By Brian Keeney
We provide detailed maps for a curated list of upcoming occultations by Lucy targets. This post is a guide to their interpretation, using the Polymele occultation on March 27, 2022 as an example.
The default view for this event has several sets of colored lines and looks like this:
Clicking the icon in the upper left corner reveals the available map layers. The ground-track, target altitude, and solar altitude layers are turned on by default, but can be toggled off by clicking the check mark next to the layer name.
The predicted shadow path is shown by the ground-track layer. The gray line is the predicted centerline, and the expected size is shown in dark blue. We don’t have perfect knowledge of the asteroid’s orbit or the position of the star being occulted, so our predictions have uncertainty. The light blue lines show the 3-sigma uncertainty of the prediction. We have high confidence that the shadow will pass somewhere within the light blue lines.
The target altitude layer shows how far the target star is located above the horizon at event time. Stars are much harder to observe when they are near the horizon, so it is best to be located where they are high in the sky.
The solar altitude layer shows how far the Sun is located below the horizon at event time. The target star is only visible at night, when the Sun is below the horizon.
Combining all of this information tells us that the best places to observe this event are between eastern Missouri and western North Carolina.
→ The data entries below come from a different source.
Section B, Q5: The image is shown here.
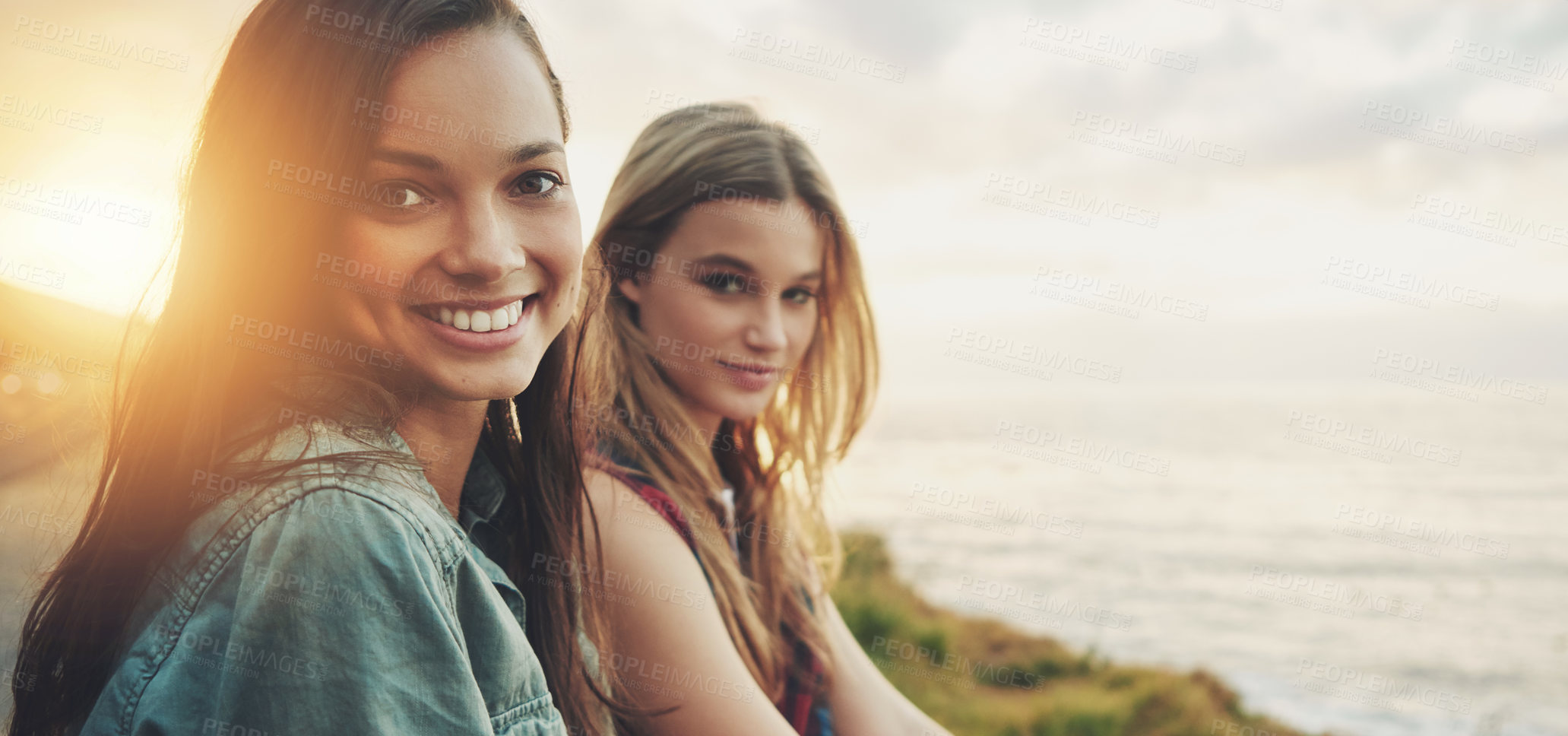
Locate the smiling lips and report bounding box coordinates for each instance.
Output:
[718,361,779,375]
[416,295,534,333]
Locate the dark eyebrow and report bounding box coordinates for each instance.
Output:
[506,141,566,167]
[370,141,566,174]
[370,148,447,174]
[696,252,822,281]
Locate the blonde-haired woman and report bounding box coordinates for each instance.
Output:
[574,103,946,736]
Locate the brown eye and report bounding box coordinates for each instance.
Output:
[375,183,431,211]
[388,187,425,207]
[516,171,562,196]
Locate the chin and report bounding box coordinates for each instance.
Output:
[438,362,545,401]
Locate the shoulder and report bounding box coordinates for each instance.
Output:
[163,420,464,611]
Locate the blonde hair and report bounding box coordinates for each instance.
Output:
[574,103,878,702]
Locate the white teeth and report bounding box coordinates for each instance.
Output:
[436,300,522,333]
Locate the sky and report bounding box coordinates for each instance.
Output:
[0,0,1568,390]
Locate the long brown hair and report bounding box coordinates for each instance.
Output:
[578,103,876,702]
[9,0,616,736]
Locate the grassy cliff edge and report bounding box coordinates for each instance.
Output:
[832,532,1323,736]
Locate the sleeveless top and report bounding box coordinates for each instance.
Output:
[597,452,832,736]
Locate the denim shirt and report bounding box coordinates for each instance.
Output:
[80,425,566,736]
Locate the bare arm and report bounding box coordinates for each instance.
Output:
[587,471,795,736]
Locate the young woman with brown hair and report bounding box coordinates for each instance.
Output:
[9,0,613,736]
[574,103,946,736]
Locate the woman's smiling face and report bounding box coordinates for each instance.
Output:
[621,198,825,432]
[339,30,581,400]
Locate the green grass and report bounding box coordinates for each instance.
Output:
[832,532,1335,736]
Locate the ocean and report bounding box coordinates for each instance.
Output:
[829,379,1568,736]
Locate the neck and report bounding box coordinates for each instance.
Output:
[397,400,489,518]
[687,403,724,438]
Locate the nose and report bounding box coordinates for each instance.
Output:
[439,199,528,284]
[746,298,789,353]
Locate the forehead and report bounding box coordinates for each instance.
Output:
[664,198,828,278]
[367,28,563,152]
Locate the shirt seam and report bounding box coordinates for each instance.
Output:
[118,479,466,736]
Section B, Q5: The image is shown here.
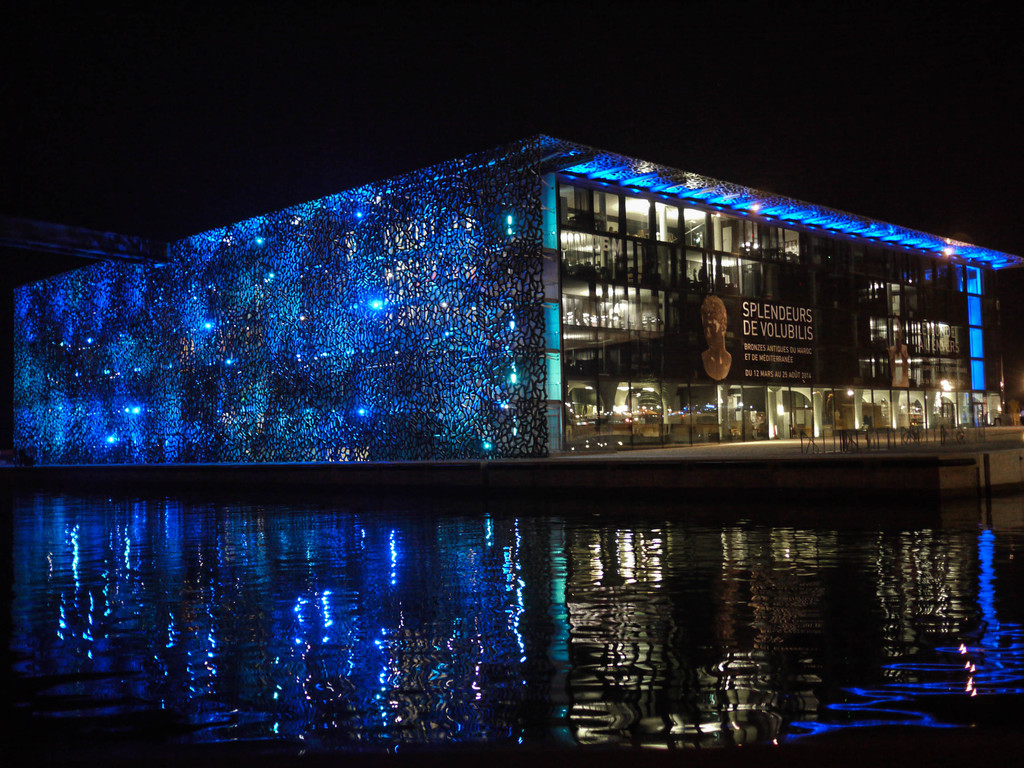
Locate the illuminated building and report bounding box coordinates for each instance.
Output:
[14,136,1021,463]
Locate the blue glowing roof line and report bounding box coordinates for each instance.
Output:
[539,136,1024,269]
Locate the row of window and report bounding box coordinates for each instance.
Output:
[559,180,984,295]
[565,378,1001,450]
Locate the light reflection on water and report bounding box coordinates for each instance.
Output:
[6,496,1024,749]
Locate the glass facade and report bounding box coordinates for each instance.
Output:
[557,174,999,451]
[8,136,1022,464]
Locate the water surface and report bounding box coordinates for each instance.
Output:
[11,496,1024,751]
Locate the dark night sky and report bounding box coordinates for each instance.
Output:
[0,2,1024,421]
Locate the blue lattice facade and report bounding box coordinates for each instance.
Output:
[14,140,548,463]
[14,136,1022,463]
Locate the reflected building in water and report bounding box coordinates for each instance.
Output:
[11,498,1024,748]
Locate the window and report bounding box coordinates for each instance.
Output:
[626,198,650,238]
[683,208,708,248]
[654,203,679,243]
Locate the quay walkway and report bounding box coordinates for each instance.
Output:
[0,427,1024,502]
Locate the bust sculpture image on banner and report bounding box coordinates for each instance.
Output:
[889,318,910,387]
[700,295,732,381]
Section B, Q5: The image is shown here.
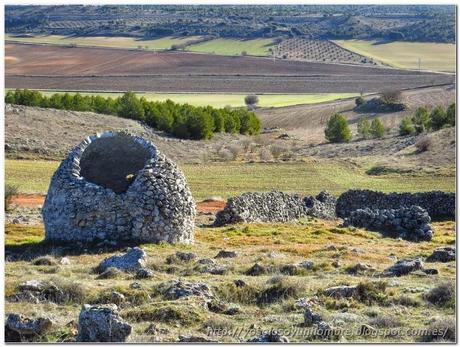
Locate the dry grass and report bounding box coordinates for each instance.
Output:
[5,220,455,342]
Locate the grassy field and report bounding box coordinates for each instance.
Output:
[186,39,274,56]
[334,40,456,72]
[5,34,200,50]
[5,160,455,200]
[7,89,359,107]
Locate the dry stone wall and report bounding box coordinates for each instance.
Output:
[344,206,433,241]
[336,190,455,220]
[42,132,196,243]
[214,191,336,226]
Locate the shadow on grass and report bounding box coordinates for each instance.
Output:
[5,240,149,261]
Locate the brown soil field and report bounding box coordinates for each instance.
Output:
[5,44,454,93]
[11,194,225,213]
[257,85,456,143]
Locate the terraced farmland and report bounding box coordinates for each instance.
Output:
[274,38,375,65]
[5,44,452,94]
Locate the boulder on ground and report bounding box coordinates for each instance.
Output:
[324,286,358,298]
[77,305,132,342]
[5,313,53,336]
[383,258,423,277]
[98,247,147,273]
[158,280,212,300]
[248,331,289,343]
[426,246,455,263]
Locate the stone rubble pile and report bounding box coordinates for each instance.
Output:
[42,132,196,243]
[214,191,335,226]
[336,189,455,221]
[343,206,433,241]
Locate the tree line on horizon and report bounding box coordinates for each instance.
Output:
[5,89,261,140]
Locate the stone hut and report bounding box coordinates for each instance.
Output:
[43,132,196,243]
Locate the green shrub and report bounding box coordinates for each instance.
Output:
[358,118,371,139]
[5,184,18,211]
[399,117,415,136]
[430,106,448,130]
[446,102,455,126]
[370,118,385,139]
[324,113,351,142]
[355,96,364,106]
[412,107,430,134]
[5,89,261,140]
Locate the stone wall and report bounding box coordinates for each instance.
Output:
[214,191,336,226]
[343,206,433,241]
[336,190,455,220]
[43,132,195,243]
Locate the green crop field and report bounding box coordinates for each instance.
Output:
[5,34,200,50]
[5,160,455,200]
[186,39,274,56]
[334,40,455,72]
[7,89,359,108]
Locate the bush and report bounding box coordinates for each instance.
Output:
[425,282,455,308]
[5,89,261,140]
[399,117,415,136]
[370,118,385,139]
[244,94,259,108]
[358,118,371,139]
[415,136,432,153]
[430,106,448,130]
[355,96,364,106]
[412,107,430,134]
[324,113,351,143]
[446,103,455,126]
[381,89,402,104]
[5,184,18,211]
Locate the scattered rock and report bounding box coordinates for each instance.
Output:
[324,286,358,298]
[136,269,153,280]
[216,250,237,258]
[98,247,147,273]
[248,331,289,343]
[77,305,132,342]
[233,280,246,288]
[246,263,267,276]
[303,306,323,327]
[426,246,455,263]
[110,291,126,306]
[97,267,122,280]
[158,280,212,300]
[166,251,196,264]
[179,335,217,343]
[5,313,53,335]
[383,258,423,277]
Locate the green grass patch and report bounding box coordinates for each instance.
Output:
[334,40,456,72]
[7,88,359,108]
[186,39,275,56]
[5,160,455,200]
[5,34,200,50]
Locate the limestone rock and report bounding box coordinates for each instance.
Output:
[42,132,196,243]
[383,258,423,276]
[426,246,455,263]
[98,247,147,272]
[6,313,53,335]
[77,305,132,342]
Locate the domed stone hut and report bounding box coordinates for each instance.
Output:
[43,132,196,243]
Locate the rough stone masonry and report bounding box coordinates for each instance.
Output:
[43,132,196,243]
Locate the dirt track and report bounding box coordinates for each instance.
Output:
[5,44,453,93]
[12,194,225,213]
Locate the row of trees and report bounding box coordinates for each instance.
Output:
[5,89,261,140]
[399,103,455,135]
[324,113,385,142]
[324,103,455,142]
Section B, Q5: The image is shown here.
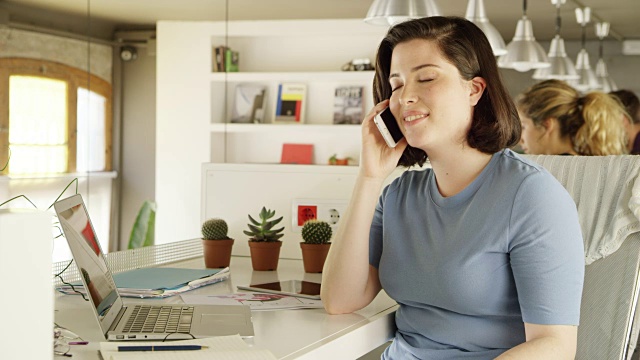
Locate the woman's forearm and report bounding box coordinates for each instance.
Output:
[322,176,383,313]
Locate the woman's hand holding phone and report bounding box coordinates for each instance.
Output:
[360,100,407,179]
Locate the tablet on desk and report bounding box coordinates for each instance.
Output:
[238,280,320,300]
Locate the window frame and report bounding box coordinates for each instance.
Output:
[0,57,113,175]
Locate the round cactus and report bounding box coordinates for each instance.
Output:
[243,206,284,242]
[302,220,333,244]
[202,219,229,240]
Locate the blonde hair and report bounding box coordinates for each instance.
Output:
[516,80,627,155]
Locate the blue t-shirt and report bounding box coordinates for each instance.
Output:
[369,150,584,359]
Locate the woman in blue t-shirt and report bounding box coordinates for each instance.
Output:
[322,17,584,359]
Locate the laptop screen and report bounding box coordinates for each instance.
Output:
[55,195,122,333]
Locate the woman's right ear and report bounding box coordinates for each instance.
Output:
[540,117,559,133]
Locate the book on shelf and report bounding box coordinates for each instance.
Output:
[224,48,240,72]
[333,86,364,124]
[231,84,267,123]
[211,45,240,72]
[57,267,229,298]
[274,83,307,124]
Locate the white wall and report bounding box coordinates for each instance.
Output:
[116,43,156,249]
[136,22,640,246]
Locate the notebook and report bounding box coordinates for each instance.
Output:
[56,267,229,299]
[54,195,254,341]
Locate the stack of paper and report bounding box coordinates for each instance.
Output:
[58,267,229,298]
[100,335,276,360]
[180,293,323,310]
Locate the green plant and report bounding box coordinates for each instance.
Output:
[202,218,230,240]
[243,206,284,242]
[302,220,333,244]
[128,200,157,249]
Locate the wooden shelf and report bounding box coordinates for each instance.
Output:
[211,71,374,82]
[211,123,360,133]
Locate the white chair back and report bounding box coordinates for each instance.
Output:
[526,155,640,360]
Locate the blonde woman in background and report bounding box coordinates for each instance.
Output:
[516,80,627,155]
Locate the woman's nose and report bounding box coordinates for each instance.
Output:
[400,85,418,105]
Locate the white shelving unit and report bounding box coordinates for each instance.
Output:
[156,19,387,243]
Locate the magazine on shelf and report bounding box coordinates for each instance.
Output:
[274,83,307,124]
[333,86,364,124]
[231,84,267,123]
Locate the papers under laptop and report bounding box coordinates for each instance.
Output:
[54,195,254,341]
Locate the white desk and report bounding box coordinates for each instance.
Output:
[55,257,397,360]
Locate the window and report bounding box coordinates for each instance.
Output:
[0,58,112,175]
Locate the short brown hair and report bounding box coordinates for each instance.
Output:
[373,16,521,167]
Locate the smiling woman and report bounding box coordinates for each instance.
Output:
[321,16,584,359]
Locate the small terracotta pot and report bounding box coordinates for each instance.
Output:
[202,239,233,269]
[300,242,331,273]
[249,240,282,271]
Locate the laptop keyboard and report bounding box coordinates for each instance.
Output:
[123,305,193,334]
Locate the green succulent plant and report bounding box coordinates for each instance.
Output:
[202,218,230,240]
[302,220,333,244]
[243,206,284,242]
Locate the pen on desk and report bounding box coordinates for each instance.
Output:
[118,345,208,351]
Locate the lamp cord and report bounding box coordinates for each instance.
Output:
[556,3,562,35]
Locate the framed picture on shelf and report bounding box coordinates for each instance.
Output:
[333,86,364,124]
[273,83,307,124]
[231,84,267,124]
[280,143,313,165]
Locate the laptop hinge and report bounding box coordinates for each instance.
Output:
[107,306,127,333]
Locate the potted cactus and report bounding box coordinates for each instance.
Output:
[202,218,233,268]
[300,220,333,273]
[244,206,284,271]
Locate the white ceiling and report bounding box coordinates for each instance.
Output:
[0,0,640,42]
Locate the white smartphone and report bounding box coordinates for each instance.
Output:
[373,108,404,147]
[238,280,320,300]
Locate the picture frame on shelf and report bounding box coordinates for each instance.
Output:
[273,82,307,124]
[333,85,364,125]
[231,84,267,124]
[280,143,313,165]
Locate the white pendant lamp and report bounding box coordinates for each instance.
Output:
[465,0,507,56]
[533,0,580,80]
[596,22,618,93]
[498,0,551,72]
[570,7,601,92]
[364,0,440,26]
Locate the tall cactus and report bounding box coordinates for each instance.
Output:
[243,206,284,242]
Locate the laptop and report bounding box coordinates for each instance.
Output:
[54,195,254,341]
Observing this occultation requires a telescope because the star is not bright enough to see with the naked eye. On the event page we list the time of the occultation (01:53:43 UT) for the middle of the shadow path as it crosses the Earth, but the time of the event changes depending on where the observer is located. For this event, observers in eastern Missouri will see the occultation at approximately 01:56:28 UT (March 26 at 8:56:28 PM local time) and those in western North Carolina will see it at approximately 01:56:42 UT (March 26 at 9:56:42 PM local time). Here UT is Universal Time or Greenwich Mean Time, and the local times above take into account that Missouri will be on Central Daylight Time on March 26 and North Carolina will be on Eastern Daylight Time.